The Chinese law restricting childbirth arouses great upset (although the Uighurs, as a national minority, are allowed to have one child more than the Chinese). "According to our Islamic customs, the more children there are in a home, the greater the happiness. The Chinese law insults our faith," Uighurs told Forum 18.
Forum 18 found that the overwhelming majority of Uighurs are strongly hostile to the Chinese. For example, in Kashgar a Uighur will never get in a taxi if the driver is Chinese, preferring to pay money to his compatriots. "When they found out that I was friendly with Chinese people, the Uighurs were so upset that they even wanted to beat me up. They felt that Muslims have no right to have anything to do with the Chinese," complained one Kyrgyz businessman who works in Xinjiang.
The hostility towards the Chinese contrasts sharply with the tolerant relations between Central Asian communities and the "Russian colonialists" in Soviet times. One of the reasons is perhaps that Muslim teaching recommends a more well-disposed attitude to Jews and Christians - the so-called "people of the Book" - than to people professing other faiths. Another reason is that in Soviet Central Asia there were no serious demographic changes similar to those in Xinjiang (Kazakhstan is an exception to this). In 1979 the percentage of Russians in Uzbekistan, Tajikistan and Turkmenistan was no more than 12 per cent.
Even as it tries to reduce the Uighurs' religious commitment, the Chinese government demonstrates a pronounced respect for their national culture. Teaching in school and in further education establishments is in Uighur, while there are Uighur television programmes and Uighur newspapers. In the Chinese army special kitchens prepare food for Muslim soldiers.
Every year the Chinese authorities hold competitions for Uighur children. The most gifted are given the option of attending prestigious colleges in eastern China at government expense. Once they have finished their tuition, the school leavers return to work in Xinjiang absolutely secularised and distanced from the Islamic laws and completely assimilated into Chinese culture.
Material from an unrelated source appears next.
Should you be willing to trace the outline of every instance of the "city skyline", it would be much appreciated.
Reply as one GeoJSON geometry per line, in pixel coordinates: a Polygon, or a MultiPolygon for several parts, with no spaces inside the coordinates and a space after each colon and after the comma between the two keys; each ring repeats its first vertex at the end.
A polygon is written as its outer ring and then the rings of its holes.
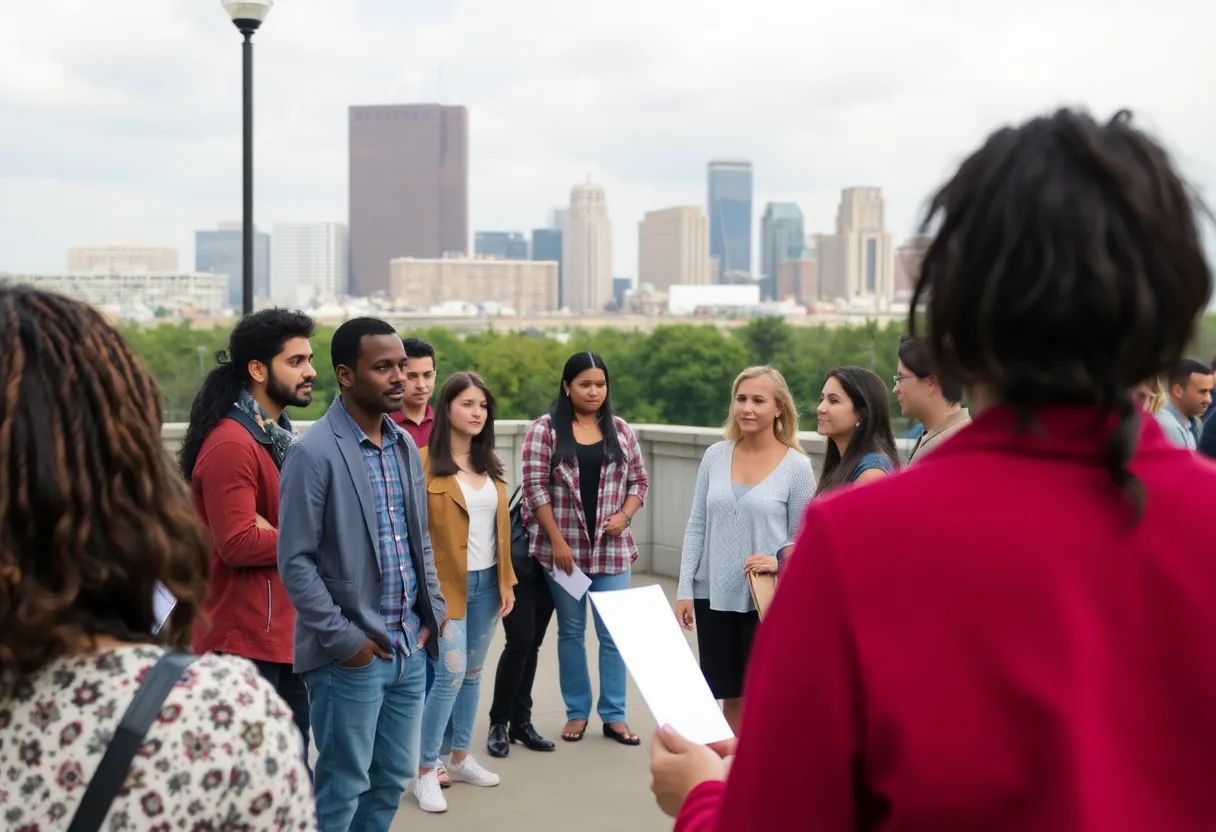
{"type": "MultiPolygon", "coordinates": [[[[866,185],[883,189],[900,242],[967,147],[1063,103],[1098,117],[1131,107],[1216,201],[1216,117],[1194,106],[1216,80],[1207,5],[1116,4],[1094,26],[1080,0],[967,15],[930,1],[878,21],[868,4],[839,10],[833,36],[806,49],[805,33],[822,30],[815,11],[758,0],[730,18],[726,62],[711,57],[726,36],[719,5],[652,4],[644,27],[540,0],[283,5],[257,46],[257,223],[345,221],[345,111],[368,102],[468,108],[469,237],[541,227],[587,175],[630,227],[647,210],[703,204],[708,161],[742,157],[755,170],[754,249],[765,203],[795,202],[807,232],[831,232],[840,190],[866,185]],[[862,58],[861,36],[882,62],[862,58]],[[332,57],[317,62],[319,50],[332,57]]],[[[240,213],[240,49],[221,11],[154,4],[150,36],[122,54],[123,22],[103,6],[6,15],[0,269],[57,270],[69,246],[122,238],[193,262],[195,230],[240,213]],[[30,30],[45,34],[17,36],[30,30]]],[[[632,271],[636,235],[613,248],[618,274],[632,271]]]]}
At the same time as the government is trying to stamp out Uighur separatism, it is pouring money into this backward province. The economic progress is indeed impressive. When Forum 18's correspondent visited Xinjiang in 1994 the main means of transport in the towns of the autonomous region were horse-drawn carriages and bicycles. Today it has become commonplace for local people to travel about in cars. Even Uighur separatists admitted to Forum 18 that the standard of living in Xinjiang has risen markedly over the past 10 years.
However, while pouring money into the Xinjiang economy, the government is also trying to destroy traditional Muslim culture, Forum 18 was told. As an illustration, local people cited the example of the area around the historic Id-Kah central mosque in Kashgar. Six months ago this was a traditional Uighur district with many shops and tea salons where Muslims used to gather. Now the authorities have begun construction of a huge supermarket on the square in front of the mosque. The shops and tea salons have been destroyed under a city reconstruction plan. Speaking to Forum 18, local people interpret these transformations as a deliberate attempt to make the Muslim district conform to Chinese culture. For the time being at least, the tension between local Muslims and the Chinese government has not been relieved by Xinjiang's economic growth.